The Associated Press Le président du Burundi Pierre Nkurunziza.

BUJUMBURA, Burundi — Amnistie internationale a évoqué vendredi l’existence possible de fosses communes au Burundi, au moment où 17 personnes — dont deux journalistes — étaient arrêtées lors de perquisitions.

Des images satellitaires, des vidéos et les récits de témoins démontrent que des dizaines de personnes possiblement tuées par les forces de l’ordre burundaises en décembre ont été enterrées dans des fosses communes, peut-on lire dans un document dévoilé vendredi par l’organisation de défense des droits de la personne.

Amnistie fait état de cinq fosses communes dans la région de Buringa, à proximité de la capitale, Bujumbura, qui est déchirée par la violence depuis que les forces de l’ordre ont commencé à frapper les quartiers perçus comme étant des bastions de l’opposition.

Deux journalistes du quotidien français Le Monde comptent parmi les 17 personnes arrêtées lors d’une opération militaire menée jeudi, a dit un porte-parole de la police burundaise. Jean-Philippe Rémy et le photojournaliste britannique Philip Edward Moore ont été relâchés après quelques heures.

M. Moore aurait été arrêté alors qu’il rencontrait des «rebelles» dans le quartier de Nyakabiga. Il aurait également tenté d’échapper aux forces de l’ordre. M. Rémy a apparemment été épinglé quand il est venu à la recherche de son collègue.

Des témoins ont raconté que la police a fouillé Nyakabiga et d’autres quartiers de Bujumbura pour récupérer les corps des victimes et les transporter vers un endroit inconnu, a dit Amnistie.

«Les images, prises en décembre et au début de janvier, montrent une terre retournée, ce qui correspond au récit des témoins. Des témoins ont raconté à Amnistie internationale que les fosses ont été creusées l’après-midi du 11 décembre, immédiatement après la journée la plus sanglante de la crise qui s’intensifie au Burundi», écrit l’organisation.

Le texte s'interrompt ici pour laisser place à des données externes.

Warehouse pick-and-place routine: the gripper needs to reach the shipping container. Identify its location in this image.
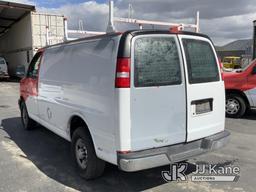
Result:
[0,1,64,76]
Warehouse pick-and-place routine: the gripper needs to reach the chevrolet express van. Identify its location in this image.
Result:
[223,60,256,118]
[19,30,229,179]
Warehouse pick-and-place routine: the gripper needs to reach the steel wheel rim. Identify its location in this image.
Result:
[75,138,88,169]
[226,98,240,115]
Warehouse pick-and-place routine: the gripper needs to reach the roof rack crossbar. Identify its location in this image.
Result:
[107,0,199,33]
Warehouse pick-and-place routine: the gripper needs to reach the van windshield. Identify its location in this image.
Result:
[134,37,181,87]
[182,39,220,84]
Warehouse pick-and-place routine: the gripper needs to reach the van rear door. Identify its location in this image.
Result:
[130,34,186,151]
[179,35,225,142]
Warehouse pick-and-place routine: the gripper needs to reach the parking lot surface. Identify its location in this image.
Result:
[0,82,256,192]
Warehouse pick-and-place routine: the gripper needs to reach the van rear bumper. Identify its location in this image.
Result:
[118,131,230,172]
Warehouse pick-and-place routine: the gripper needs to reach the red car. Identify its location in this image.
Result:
[223,60,256,118]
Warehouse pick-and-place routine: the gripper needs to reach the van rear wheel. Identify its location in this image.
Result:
[20,102,36,130]
[226,94,246,118]
[71,127,105,180]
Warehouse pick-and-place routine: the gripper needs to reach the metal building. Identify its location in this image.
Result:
[0,1,64,76]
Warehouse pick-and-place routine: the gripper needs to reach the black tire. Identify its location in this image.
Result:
[20,102,36,130]
[226,94,246,118]
[71,127,105,180]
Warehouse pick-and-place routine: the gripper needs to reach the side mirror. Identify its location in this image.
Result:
[16,65,26,79]
[252,65,256,75]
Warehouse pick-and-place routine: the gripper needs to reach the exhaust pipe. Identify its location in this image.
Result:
[252,20,256,60]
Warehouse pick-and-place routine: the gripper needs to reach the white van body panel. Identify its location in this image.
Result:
[179,35,225,142]
[130,34,186,151]
[38,36,120,164]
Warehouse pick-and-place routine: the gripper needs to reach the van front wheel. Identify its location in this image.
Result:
[71,127,105,180]
[226,94,246,118]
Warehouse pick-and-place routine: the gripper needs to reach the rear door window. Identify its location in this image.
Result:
[182,39,220,84]
[134,37,182,87]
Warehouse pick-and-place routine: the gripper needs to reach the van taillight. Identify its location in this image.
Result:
[115,58,131,88]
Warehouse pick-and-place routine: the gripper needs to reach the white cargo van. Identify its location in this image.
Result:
[0,57,9,79]
[19,30,229,179]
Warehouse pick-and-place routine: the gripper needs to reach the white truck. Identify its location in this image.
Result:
[19,30,229,179]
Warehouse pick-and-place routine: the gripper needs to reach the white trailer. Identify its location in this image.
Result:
[0,1,64,76]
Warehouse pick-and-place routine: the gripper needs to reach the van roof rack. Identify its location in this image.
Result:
[60,0,200,41]
[107,0,200,33]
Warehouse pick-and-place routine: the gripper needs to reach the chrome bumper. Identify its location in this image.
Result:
[118,131,230,172]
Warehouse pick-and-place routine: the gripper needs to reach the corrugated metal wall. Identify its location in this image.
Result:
[31,12,64,49]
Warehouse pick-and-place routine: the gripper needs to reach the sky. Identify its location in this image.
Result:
[7,0,256,45]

Plus tôt ce mois-ci, le responsable des droits de la personne au sein des Nations unies, Zeid Raad al-Hussein, avait lui aussi demandé une enquête urgente sur l’existence possible de fosses communes après les violences de décembre.

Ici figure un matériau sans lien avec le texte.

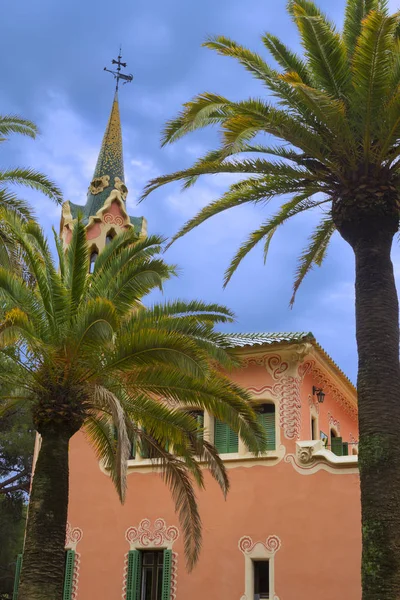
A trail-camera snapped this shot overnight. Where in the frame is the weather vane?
[104,48,133,92]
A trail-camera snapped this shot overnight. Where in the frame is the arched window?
[89,249,99,273]
[255,402,276,450]
[106,229,115,246]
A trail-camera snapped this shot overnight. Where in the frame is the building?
[60,90,361,600]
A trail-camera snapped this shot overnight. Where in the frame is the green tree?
[0,492,26,600]
[0,115,62,268]
[0,411,35,496]
[144,0,400,600]
[0,215,265,600]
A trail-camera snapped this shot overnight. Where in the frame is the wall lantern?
[313,385,325,404]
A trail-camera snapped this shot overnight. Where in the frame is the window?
[89,250,99,273]
[189,410,204,439]
[126,550,172,600]
[331,431,349,456]
[311,417,318,440]
[256,403,276,450]
[106,229,115,246]
[253,560,269,600]
[214,419,239,454]
[13,550,76,600]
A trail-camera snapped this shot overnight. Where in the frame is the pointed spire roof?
[85,92,124,216]
[65,90,144,233]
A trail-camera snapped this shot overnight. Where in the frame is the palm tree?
[144,0,400,600]
[0,215,265,600]
[0,115,62,268]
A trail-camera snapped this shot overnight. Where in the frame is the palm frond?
[289,0,350,99]
[262,33,312,86]
[290,216,335,305]
[352,11,397,156]
[224,194,329,287]
[0,168,62,204]
[0,115,39,138]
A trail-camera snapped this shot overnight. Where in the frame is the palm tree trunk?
[18,432,70,600]
[346,219,400,600]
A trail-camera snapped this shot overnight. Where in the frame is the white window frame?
[238,535,281,600]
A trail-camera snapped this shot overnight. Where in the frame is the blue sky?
[0,0,400,380]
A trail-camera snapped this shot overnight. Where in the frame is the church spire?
[85,91,128,216]
[60,50,146,246]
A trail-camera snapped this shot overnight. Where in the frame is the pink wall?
[69,352,361,600]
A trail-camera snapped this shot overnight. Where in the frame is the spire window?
[106,229,115,246]
[89,249,99,273]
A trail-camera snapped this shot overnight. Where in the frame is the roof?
[226,331,315,348]
[226,331,357,393]
[69,93,144,234]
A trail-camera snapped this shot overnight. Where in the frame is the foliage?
[0,115,62,268]
[0,214,265,567]
[0,411,35,499]
[143,0,400,303]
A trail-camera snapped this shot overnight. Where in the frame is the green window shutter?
[257,412,276,450]
[227,426,239,453]
[126,550,142,600]
[161,550,172,600]
[196,412,204,438]
[214,419,239,454]
[13,554,22,600]
[63,550,75,600]
[331,438,343,456]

M. Zeid avait évoqué de «vastes violations des droits de la personnes», avant de déclarer que «l’augmentation du nombre de disparitions forcées, jumelée aux allégations de prisons secrètes et de fosses communes, est extrêmement inquiétante».

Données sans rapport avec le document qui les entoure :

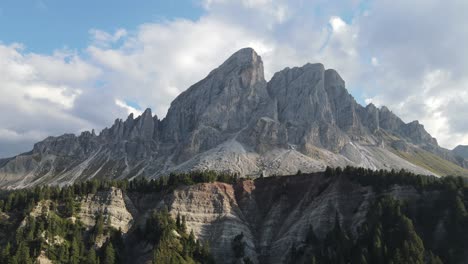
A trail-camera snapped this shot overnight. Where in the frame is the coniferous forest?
[0,167,468,264]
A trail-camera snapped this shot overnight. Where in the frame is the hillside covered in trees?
[0,170,468,264]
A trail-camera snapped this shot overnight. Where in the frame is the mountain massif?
[0,167,468,264]
[0,48,468,188]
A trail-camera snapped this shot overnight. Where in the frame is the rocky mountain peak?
[452,145,468,160]
[0,48,468,187]
[163,48,268,146]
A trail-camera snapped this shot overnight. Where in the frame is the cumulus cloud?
[0,0,468,157]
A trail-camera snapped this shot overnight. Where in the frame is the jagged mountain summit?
[0,48,468,188]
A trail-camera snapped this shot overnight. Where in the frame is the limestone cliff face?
[154,174,442,263]
[0,48,468,188]
[78,188,137,233]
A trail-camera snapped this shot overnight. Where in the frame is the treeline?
[0,171,239,264]
[324,166,467,192]
[136,209,214,264]
[289,167,468,264]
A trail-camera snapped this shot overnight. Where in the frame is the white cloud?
[330,16,347,33]
[115,99,142,116]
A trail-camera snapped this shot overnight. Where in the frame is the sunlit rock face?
[0,48,468,188]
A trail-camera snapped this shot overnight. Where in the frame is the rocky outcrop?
[452,145,468,159]
[159,174,442,263]
[78,187,137,233]
[0,48,468,188]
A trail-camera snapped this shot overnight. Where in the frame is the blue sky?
[0,0,468,158]
[0,0,203,53]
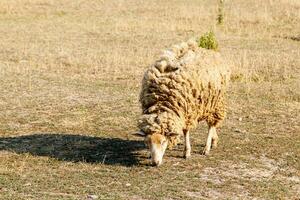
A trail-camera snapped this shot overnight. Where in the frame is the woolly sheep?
[137,40,230,166]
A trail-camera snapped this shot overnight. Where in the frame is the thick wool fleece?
[138,40,230,146]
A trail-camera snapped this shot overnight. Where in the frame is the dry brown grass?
[0,0,300,199]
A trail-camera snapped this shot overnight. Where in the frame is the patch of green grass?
[198,31,219,51]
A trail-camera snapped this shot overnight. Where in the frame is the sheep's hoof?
[183,153,191,159]
[211,139,218,148]
[202,148,209,156]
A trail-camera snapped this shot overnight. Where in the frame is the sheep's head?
[136,131,178,166]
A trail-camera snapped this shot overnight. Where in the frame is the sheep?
[136,39,230,166]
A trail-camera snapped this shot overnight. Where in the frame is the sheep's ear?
[167,132,179,137]
[133,131,146,137]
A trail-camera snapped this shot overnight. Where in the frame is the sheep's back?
[140,40,230,128]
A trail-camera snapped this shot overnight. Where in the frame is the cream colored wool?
[138,40,230,146]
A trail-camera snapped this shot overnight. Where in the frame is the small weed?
[217,0,225,25]
[198,31,218,51]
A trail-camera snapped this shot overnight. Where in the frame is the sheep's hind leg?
[183,130,191,159]
[203,126,218,155]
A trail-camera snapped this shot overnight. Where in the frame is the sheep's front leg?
[183,130,191,158]
[203,126,218,155]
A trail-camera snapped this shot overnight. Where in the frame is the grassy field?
[0,0,300,200]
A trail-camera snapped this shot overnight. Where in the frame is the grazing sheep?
[137,40,230,165]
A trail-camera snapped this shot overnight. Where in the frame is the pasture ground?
[0,0,300,200]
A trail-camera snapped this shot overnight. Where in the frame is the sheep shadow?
[0,134,145,166]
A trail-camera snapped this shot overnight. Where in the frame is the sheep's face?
[145,133,168,166]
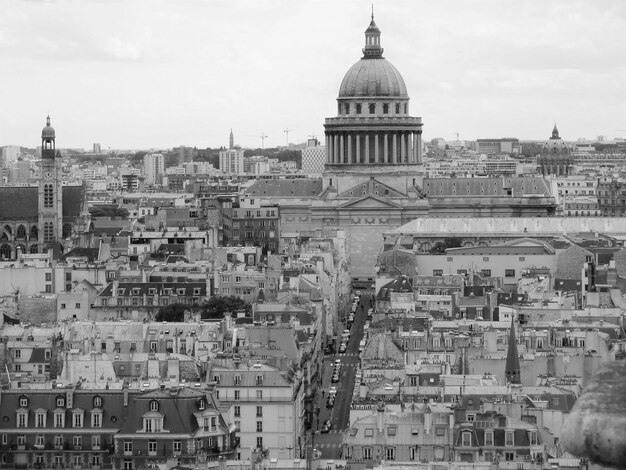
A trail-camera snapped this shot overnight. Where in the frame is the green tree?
[155,304,188,322]
[201,295,252,320]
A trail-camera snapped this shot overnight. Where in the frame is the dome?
[41,116,55,140]
[339,58,408,98]
[541,124,570,155]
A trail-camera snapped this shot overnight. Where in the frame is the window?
[17,411,28,428]
[35,412,46,428]
[124,441,133,455]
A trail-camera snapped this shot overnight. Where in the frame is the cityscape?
[0,0,626,470]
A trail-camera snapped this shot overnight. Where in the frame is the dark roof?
[59,247,99,263]
[246,178,322,197]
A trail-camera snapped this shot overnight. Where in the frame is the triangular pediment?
[337,178,406,199]
[338,195,401,209]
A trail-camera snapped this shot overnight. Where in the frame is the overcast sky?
[0,0,626,149]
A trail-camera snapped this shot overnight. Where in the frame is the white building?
[143,153,165,186]
[220,148,244,175]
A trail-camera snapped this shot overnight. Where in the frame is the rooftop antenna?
[283,129,293,147]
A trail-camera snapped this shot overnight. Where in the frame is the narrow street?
[307,292,371,459]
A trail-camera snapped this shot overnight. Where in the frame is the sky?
[0,0,626,150]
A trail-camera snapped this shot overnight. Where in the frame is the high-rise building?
[143,153,165,186]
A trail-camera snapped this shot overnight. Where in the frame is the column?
[415,130,422,163]
[346,134,352,162]
[339,133,346,163]
[383,132,389,163]
[391,132,398,163]
[374,132,380,163]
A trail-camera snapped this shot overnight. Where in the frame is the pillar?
[339,134,346,163]
[383,132,389,163]
[374,132,380,163]
[391,132,398,163]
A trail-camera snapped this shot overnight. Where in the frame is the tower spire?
[504,316,521,384]
[363,11,383,59]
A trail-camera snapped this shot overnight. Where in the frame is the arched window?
[0,243,11,259]
[15,225,26,240]
[43,184,54,207]
[43,222,54,242]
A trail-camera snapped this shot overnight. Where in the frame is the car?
[321,419,333,433]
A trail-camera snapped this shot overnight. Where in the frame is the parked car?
[322,419,333,433]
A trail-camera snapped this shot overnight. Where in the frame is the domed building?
[324,15,422,194]
[539,124,574,176]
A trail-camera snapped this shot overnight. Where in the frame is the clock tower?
[38,116,63,247]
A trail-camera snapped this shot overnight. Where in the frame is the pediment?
[337,195,401,209]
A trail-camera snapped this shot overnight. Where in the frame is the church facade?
[0,117,90,260]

Le Burundi réfute ces allégations et évoque une campagne de propagande orchestrée par les adversaires du gouvernement. Le porte-parole gouvernemental Philippe Nzobonariba a dit que l’ONU est libre de faire enquête au Burundi quand bon lui semble.

Des hommes armés ont lancé, le 11 décembre, trois attaques coordonnées contre des installations militaires burundaises. Le lendemain, 28 personnes ont été retrouvées dans les rues de Bujumbura, tuées par balles. Un témoin a raconté à l’Associated Press que certaines victimes avaient les mains ligotées dans le dos. Un autre témoin a relaté que les forces gouvernementales avaient fouillé les maisons une après l’autre.

Le Burundi est plongé dans le chaos depuis l’an dernier, quand le président sortant Pierre Nkurunziza a brigué et obtenu un troisième mandat que plusieurs jugent inconstitutionnel. Une tentative avortée de coup d’État en mai a poussé le pays a bord de la guerre civile.

Le gouvernement burundais a refusé le déploiement d’une force de l’Union africaine sur son territoire, en prévenant que ces soldats seraient accueillis comme des envahisseurs.